Underlying all of this is the cultural shift that has occurred in the past decade. Sportswear has transitioned from a purely functional category to a lifestyle statement. It now signals aspiration, comfort, individuality and even work-from-anywhere flexibility. For a retailer like Metro Brands, whose legacy sits in footwear but whose future lies in holistic lifestyle positioning, this shift creates a unique opening. With a near-1,000-store network, a strong roster of global brand partners, and the ability to execute multi-format retail at scale, the company is well placed to shape how Indians experience the sports and athleisure category in the coming years.

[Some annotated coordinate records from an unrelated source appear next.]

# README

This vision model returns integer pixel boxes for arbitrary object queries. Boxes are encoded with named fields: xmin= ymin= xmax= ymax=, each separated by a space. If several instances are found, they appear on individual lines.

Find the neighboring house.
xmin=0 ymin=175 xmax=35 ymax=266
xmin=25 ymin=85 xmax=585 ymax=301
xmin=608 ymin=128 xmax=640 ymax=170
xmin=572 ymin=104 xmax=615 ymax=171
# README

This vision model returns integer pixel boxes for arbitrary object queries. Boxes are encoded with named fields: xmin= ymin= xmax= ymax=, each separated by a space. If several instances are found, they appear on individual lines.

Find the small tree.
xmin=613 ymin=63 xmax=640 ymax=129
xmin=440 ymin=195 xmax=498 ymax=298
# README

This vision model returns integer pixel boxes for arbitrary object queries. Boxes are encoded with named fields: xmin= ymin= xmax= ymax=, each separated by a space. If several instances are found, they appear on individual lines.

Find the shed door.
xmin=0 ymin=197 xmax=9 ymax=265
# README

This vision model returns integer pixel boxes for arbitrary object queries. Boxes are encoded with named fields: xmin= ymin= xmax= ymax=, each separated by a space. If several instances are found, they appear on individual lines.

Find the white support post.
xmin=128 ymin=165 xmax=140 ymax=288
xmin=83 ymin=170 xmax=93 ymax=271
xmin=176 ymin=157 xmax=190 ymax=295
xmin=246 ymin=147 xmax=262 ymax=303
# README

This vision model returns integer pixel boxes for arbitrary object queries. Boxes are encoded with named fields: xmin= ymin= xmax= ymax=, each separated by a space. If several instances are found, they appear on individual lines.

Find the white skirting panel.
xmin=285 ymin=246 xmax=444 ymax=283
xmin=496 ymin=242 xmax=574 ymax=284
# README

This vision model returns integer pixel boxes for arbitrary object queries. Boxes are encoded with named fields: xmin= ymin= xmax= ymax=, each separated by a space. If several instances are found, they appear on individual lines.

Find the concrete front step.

Bham’s appointment embodies that intent. It brings operational muscle to a vision that blends retail innovation with cultural momentum. His task will not simply be to run a division; it will be to translate Metro Brands’ ambition into a nationwide ecosystem — one store, one community and one consumer at a time. The company’s message is clear: it does not just want to sell sports products, it wants to help build India’s movement culture. And with MetroActiv set to expand across physical and digital touchpoints, the transformation is only beginning.